Ele vai, então, em busca das informações oficiais, aquelas oriundas dos órgãos governamentais federais e estaduais (em algumas localidades, também dos municipais), a respeito do desempenho econômico das atividades produtivas baseadas no tal ecossistema amazônico – que é exuberante, não se pode esquecer.

As respostas são mais que animadoras. Dos órgãos de controle, ele obtém esclarecimentos sobre as facilidades para licenciar o seu empreendimento, e dos órgãos de gestão de políticas públicas, sobre oportunidades de incentivos fiscais. Finalmente, depois de percorrer os órgãos de fomento, responsáveis pela oferta dos fatores de produção (o que os economistas chamam de terra, capital e trabalho), ele passa a ter certeza de que o seu negócio obterá todo o apoio possível.

Diante de perspectivas tão alvissareiras, o nosso herói resolve produzir carne de animais silvestres, e até se pergunta por que ninguém fez isso antes.

Aqui termina o conto de fadas e começa a realidade. Acontece que sempre que o Estado não sabe exatamente o que deve ou não fazer no âmbito de determinado setor da economia, empresários e trabalhadores pagam um preço muito caro pela indecisão pública e pela estagnação econômica que essa indecisão causa. Tal constatação se aplica a praticamente todas as atividades voltadas para a exploração do ecossistema amazônico.

Na Amazônia, a dinâmica econômica é caracterizada por uma letargia inusitada. Parece até que tudo faz parte de um processo cultural que não tem solução, mas não é nada disso. O problema sempre foi e continuará sendo, pelo menos no médio prazo, a falta de competência do Estado para definir o caminho a ser seguido na ocupação produtiva da região.

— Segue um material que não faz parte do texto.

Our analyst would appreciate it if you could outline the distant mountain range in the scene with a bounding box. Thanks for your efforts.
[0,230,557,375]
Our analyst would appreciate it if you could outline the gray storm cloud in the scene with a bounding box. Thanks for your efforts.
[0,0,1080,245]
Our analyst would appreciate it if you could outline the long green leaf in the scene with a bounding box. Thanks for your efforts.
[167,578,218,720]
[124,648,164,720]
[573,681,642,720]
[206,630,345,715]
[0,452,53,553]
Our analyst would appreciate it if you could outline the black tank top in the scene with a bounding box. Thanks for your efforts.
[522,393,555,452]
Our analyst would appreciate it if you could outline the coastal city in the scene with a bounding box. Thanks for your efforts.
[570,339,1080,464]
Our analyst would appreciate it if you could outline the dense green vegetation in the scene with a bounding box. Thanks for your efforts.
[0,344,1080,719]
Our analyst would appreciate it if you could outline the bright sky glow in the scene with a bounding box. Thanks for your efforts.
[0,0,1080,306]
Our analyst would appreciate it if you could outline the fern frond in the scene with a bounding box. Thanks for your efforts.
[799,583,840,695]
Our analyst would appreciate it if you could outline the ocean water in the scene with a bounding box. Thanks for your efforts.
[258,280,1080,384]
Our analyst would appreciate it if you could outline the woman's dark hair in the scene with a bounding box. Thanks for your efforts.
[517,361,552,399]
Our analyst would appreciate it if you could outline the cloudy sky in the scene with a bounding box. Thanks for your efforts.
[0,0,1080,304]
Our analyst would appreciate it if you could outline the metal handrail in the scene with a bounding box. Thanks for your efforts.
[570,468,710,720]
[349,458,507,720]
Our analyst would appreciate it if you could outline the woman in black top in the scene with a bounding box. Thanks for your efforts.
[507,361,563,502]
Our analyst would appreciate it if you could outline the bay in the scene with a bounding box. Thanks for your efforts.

Voltando ao exemplo da produção de carne de animais silvestres, trata-se de uma atividade simples de instalar e de implemento igualmente fácil, todavia, os agentes públicos não fazem ideia de como se comportar diante da iniciativa do empreendedor.

Assim, no momento em que o empresário resolve entrar nesse negócio, ele se depara com o pior de dois mundos – com os obstáculos impostos ao estabelecimento de um mercado legal, e com as dificuldades decorrentes do cerco ao mercado ilegal. Vale dizer, como o Estado não consegue coibir o mercado ilegal, direciona a sua estrutura para criar dificuldades absurdas, a fim de que o mercado legal não se estabeleça.

O argumento costumeiro e repetido como mantra – que fere o bom senso, mas que poucos têm coragem de enfrentar – é o de que a consolidação do mercado legal, no qual a carne é produzida com tecnologia de manejo e sob controle de qualidade do produto, poderia encobrir a carne ilegal, oriunda do abate no interior da floresta. Um raciocínio distorcido, para dizer o mínimo. Basta retorquir que o abate na floresta é muito mais caro, e se tem proliferado, é justamente porque o mercado legal não existe.

No pior dos dois mundos, entre o mercado legal não consentido e o ilegal ineficazmente coibido, não há saída para o empreendedor.

Só então ele descobre a resposta para aquela pergunta que lhe intrigara, ou seja, a razão pela qual não existem, na região, iniciativas já consolidadas no seguimento da produção de carne de animais silvestres. Mas aí será tarde.